После построения, по моему приказу из землянки вынесли стол, на котором я разложил свою рабочую карту, схему непосредственного охранения и самообороны батареи, схему противотанкового огня взводов на рубежах развёртывания и другие боевые документы. Все документы были отработаны полностью и правильно. Ещё раз прокрутил весь бой в голове. И всё больше убеждался, что с моей стороны не было допущено ни одной ошибки. Вызвал к себе Кирьянова, командиров взводов и мы ещё раз прошлись по всем моментам прошедшего боя. Ошибок обнаружено не было.

Два часа спустя меня к себе со всеми боевыми документами вызвал командир полка. На входе на территорию племсовхоза меня уже ждал начальник артиллерии полка подполковник Богатов.

– Боря, у тебя все документы готовы?
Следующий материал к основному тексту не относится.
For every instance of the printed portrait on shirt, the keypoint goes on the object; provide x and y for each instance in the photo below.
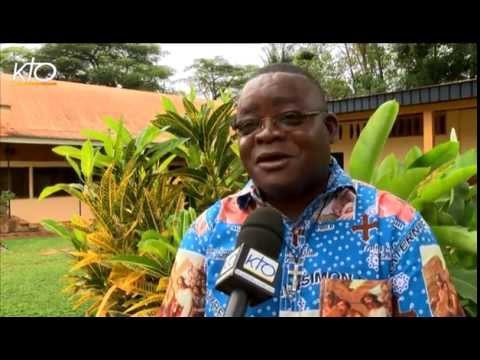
(442, 295)
(185, 295)
(355, 298)
(340, 207)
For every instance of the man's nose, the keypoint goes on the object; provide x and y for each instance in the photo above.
(268, 131)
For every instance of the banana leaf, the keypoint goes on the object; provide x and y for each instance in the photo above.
(371, 141)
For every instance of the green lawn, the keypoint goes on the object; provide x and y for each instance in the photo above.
(32, 278)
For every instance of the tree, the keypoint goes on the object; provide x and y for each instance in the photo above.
(279, 53)
(132, 66)
(427, 64)
(318, 60)
(370, 67)
(212, 76)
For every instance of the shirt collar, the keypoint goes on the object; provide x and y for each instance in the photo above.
(338, 179)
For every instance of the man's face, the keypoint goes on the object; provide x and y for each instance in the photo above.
(280, 162)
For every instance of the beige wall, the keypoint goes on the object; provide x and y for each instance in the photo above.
(465, 124)
(464, 121)
(60, 208)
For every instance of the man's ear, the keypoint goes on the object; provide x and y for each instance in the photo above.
(331, 123)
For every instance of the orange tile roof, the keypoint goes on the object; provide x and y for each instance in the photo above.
(60, 111)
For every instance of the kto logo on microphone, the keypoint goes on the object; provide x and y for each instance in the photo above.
(34, 67)
(260, 265)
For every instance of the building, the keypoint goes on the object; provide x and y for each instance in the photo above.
(426, 116)
(35, 118)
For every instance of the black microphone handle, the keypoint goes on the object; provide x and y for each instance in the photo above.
(237, 304)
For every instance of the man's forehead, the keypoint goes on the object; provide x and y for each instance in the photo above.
(278, 87)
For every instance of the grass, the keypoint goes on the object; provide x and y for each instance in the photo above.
(32, 274)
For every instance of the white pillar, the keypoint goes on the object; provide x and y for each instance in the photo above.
(30, 182)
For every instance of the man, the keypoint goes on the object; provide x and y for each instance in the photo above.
(375, 307)
(285, 132)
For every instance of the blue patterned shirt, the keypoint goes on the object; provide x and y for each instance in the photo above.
(355, 251)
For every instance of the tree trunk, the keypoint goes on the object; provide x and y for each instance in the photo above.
(350, 66)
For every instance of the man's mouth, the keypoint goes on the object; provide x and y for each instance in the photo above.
(272, 161)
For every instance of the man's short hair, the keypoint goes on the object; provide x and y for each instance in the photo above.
(290, 69)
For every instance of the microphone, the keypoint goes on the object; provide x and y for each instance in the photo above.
(250, 272)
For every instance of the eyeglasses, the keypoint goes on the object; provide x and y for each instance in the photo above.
(286, 121)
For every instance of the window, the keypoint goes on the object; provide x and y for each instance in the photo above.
(16, 180)
(43, 177)
(440, 124)
(408, 125)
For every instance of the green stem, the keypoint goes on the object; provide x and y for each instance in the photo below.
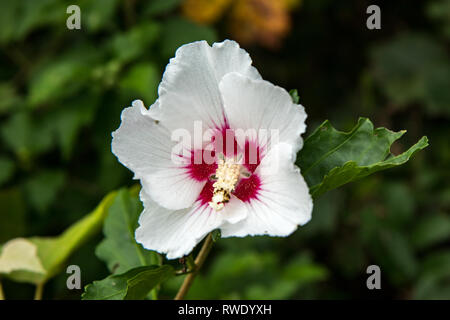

Если нет, то давай сначала ко мне в салон и там быстро их отработаем.

– Всё нормально, Василий Михайлович, пойдёмте к командиру. – Богатов недоверчиво посмотрел на меня и придержал за руку: – Погоди, я хочу чтобы ты знал. Когда вчера о случившимся командир полка и полковник Севастьянов докладывали в штаб группировки, то они доложили: командир противотанковой батареи в данной боевой ситуации действовал правильно и решительно. Потом Севастьянов рассказал, что и в Москву такой же доклад пошёл.

В помещение штаба я разложил на столе перед командиром полка все свои рабочие документы: – Тут, товарищ полковник, все мои документы. Нет только записей дежурного телефониста. Не вёл он их.

Полковник Петров внимательно просмотрел рабочую карту и схемы: – Ну что ж, тут всё нормально и правильно, а насчёт записей радиотелефониста не переживай. У меня все записи переговоров с соседями и с тобой есть. Мой радиотелефонист их вёл.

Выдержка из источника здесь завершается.